The bad? Second baseman Dustin Ackley and right fielder Carlos Peguero.

Ackley’s fundamentally pure swing was supposed to prevent him from slumps, but another 0-for-4 on Wednesday left him 0-for-10 for the series, and it gets worse: Over the past seven games, he’s 1-for-29. Because the leadoff role seemed to agree with him in the spring, he was back in that role against the Yankees. But he isn’t producing.

Neither is Peguero, who swings a stick as if he’s competing for a stuffed-animal prize at the county fair. Peguero hit 18 home runs with the Rainiers, and was a worthy call-up on July 5. But he’s having as much difficulty adjusting to major-league pitching as he did last season.

An immediate beneficiary of the Ichiro trade, Peguero was Wedge’s first choice to play right field. He hasn’t embarrassed himself out there, but at some point he must show the ability to connect on pitches that aren’t fastballs into his wheelhouse.

The unknown? Catcher/designated hitter Jesus Montero and first baseman Mike Carp.

Montero is hit or miss. One day he looks like the prize general manager Jack Zduriencik pried from the Yankees last winter. The next day he looks dazed and confused. Wednesday was one of those dazed-and-confused days for Montero, who struck out three times and took the most clumsy single swing of the game. On the bright side, this is a kid who is really a kid: just 22. It’s easy to forget that.

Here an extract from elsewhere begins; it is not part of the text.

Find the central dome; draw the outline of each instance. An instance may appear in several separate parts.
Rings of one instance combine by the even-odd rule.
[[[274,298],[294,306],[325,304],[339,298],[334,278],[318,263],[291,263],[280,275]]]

Finally, there’s Carp, whose “breakthrough” season of 2011 found him ranked among the top rookies in the history of the franchise. Last September, at Minnesota, Carp had five hits in a game. This year, Carp has 13 hits. Total. A right shoulder injury sustained during the season-opening series in Japan proved ominous; he’s still grasping to get back on track.

But he didn’t hit during his rehab assignment in Tacoma, and he isn’t hitting in Seattle, and when do Zduriencik and Wedge decide they’ve seen enough?

There are 62 games to go on the Mariners’ schedule. Figure them as an audition for the likes of Peguero, Carp and even Ackley.

As for Ichiro? His clock is ticking, and we may have seen the last of him at Safeco Field. But the clock also is ticking on the young players he left behind.